Last week, in Wrong reasoning, right result? I ranted a bit– criticizing the latest in a nationwide string of wrong decisions involving FRCP 4(f)(3).  At issue: whether courts can authorize service by email on defendants located in Hague Service Convention countries that object to Article 10(a).

My view is awfully straightforward– if the Convention applies, and the destination country objects to 10(a), then Nein.  没有。Нет.  ほぼ。 幾分。

Not no, but hell no.* 

In a bit of serendipitous timing, a colleague pinged me over the weekend and asked for my thoughts on this one:  “Judge takes rare step to help serve elusive Ghislaine Maxwell with lawsuit.”  I’m usually pretty skeptical about the New York Post, notwithstanding my intellectual affection for Alexander Hamilton (there’s a million things he hasn’t done, but just you wait), although this particular article set aside the editorial slant that often dims my view of A-dot-Ham‘s creation.  Seems there’s a problem locating a civil suit defendant in the Jeffrey Epstein debacle, so plaintiffs’ counsel rightly asked the judge for leave to serve her by electronic means under 4(f)(3).  Specifically:

(f) Unless federal law provides otherwise, an individual—other than a minor, an incompetent person, or a person whose waiver has been filed—may be served at a place not within any judicial district of the United States:  (3) by other means not prohibited by international agreement, as the court orders.

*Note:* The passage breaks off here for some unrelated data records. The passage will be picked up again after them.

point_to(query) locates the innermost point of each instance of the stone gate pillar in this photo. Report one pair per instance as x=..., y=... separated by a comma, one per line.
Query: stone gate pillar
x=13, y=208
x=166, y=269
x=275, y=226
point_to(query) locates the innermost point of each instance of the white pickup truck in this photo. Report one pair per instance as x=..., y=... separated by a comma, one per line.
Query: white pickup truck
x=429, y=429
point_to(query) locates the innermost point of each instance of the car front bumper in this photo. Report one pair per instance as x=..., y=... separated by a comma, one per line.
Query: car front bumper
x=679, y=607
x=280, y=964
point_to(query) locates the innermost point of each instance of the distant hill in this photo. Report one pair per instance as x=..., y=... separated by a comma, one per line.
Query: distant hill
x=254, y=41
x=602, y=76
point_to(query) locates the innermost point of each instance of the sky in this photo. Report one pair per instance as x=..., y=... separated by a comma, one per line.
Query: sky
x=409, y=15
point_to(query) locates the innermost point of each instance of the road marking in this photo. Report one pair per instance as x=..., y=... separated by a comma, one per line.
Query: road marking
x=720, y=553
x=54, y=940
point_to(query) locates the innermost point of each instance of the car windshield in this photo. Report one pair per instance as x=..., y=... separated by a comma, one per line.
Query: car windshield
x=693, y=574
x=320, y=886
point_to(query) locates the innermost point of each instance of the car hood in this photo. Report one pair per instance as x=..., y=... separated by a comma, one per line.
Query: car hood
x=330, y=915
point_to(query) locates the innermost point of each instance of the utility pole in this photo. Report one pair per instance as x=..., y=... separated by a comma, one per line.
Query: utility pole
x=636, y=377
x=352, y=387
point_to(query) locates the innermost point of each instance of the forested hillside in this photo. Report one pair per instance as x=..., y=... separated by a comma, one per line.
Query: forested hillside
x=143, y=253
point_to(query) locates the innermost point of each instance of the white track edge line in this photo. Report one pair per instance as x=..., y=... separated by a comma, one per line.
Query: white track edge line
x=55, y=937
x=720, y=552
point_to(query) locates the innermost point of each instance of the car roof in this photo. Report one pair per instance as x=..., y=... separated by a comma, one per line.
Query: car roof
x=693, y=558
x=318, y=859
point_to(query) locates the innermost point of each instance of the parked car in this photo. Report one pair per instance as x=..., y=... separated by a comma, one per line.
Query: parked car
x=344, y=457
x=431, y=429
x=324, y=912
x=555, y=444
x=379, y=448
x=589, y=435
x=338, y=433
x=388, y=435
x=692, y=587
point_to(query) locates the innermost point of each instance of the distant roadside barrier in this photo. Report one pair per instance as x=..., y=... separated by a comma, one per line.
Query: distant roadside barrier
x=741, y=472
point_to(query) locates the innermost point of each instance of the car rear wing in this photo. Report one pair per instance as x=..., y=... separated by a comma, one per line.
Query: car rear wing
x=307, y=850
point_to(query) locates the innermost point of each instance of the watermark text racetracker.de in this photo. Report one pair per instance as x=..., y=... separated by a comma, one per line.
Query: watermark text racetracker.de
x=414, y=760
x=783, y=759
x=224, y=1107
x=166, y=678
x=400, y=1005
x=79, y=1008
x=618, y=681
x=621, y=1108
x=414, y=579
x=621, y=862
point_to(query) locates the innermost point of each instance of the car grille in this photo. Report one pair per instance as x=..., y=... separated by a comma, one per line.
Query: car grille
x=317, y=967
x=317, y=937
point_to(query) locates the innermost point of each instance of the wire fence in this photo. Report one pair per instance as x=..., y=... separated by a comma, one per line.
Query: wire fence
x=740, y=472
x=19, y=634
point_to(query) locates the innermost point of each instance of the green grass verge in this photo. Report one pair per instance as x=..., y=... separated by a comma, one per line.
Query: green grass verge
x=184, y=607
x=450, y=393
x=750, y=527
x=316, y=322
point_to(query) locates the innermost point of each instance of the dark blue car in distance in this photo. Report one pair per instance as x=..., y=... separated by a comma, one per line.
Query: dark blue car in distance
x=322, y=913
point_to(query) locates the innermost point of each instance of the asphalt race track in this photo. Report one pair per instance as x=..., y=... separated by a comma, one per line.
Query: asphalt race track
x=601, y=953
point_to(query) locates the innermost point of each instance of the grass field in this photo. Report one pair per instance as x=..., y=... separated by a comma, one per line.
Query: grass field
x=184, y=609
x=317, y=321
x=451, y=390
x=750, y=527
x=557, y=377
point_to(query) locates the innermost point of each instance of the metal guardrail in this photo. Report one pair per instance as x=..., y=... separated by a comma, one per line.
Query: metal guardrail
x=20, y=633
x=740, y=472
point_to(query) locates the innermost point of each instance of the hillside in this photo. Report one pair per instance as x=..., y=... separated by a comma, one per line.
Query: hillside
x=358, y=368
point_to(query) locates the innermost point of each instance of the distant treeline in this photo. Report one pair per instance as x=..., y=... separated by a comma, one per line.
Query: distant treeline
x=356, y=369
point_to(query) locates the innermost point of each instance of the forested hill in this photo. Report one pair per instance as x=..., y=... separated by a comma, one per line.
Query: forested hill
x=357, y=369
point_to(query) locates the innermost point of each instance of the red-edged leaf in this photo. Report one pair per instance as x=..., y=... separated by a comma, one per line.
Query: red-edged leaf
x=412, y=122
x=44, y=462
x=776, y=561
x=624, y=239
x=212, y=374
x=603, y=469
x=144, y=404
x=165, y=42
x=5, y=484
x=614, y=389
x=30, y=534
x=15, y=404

My response to the colleague who posed the question:

Sounds to me like exactly the situation Rule 4(f)(3) was designed for.  If the plaintiff can’t find her despite a diligent search (that’s usually where such a motion gets tripped up– they don’t search diligently) then the Hague Service Convention doesn’t apply.  Consequently, there’s no treaty-based argument that email service is inappropriate.  This one seems to be a valid application of the rule.

 

So why doesn’t the Convention itself apply?  Because they can’t find the defendant.  From Article 1:

This Convention shall not apply where the address of the person to be served with the document is not known.

If the Convention doesn’t apply, then electronic service creates no worry about fulfilling Justice O’Connor’s mandate in the Schlunk decision.  There’s no “occasion to transmit” the documents abroad.  There’s no worry about a hierarchy within Rule 4(f).  And there’s a pretty significant chance that the defendant’s due process rights will be fulfilled.**

As long as the plaintiffs can demonstrate that the defendant actually uses the electronic means authorized by the court, thumbs-up on this one.


* Whether it’s okay where the destination country doesn’t object is a different matter entirely, and quite arguable.  I have mixed views on that one… fodder for another post.

** From Mullane and Rule 4(f) itself… a means reasonably calculated to provide notice and an opportunity to defend.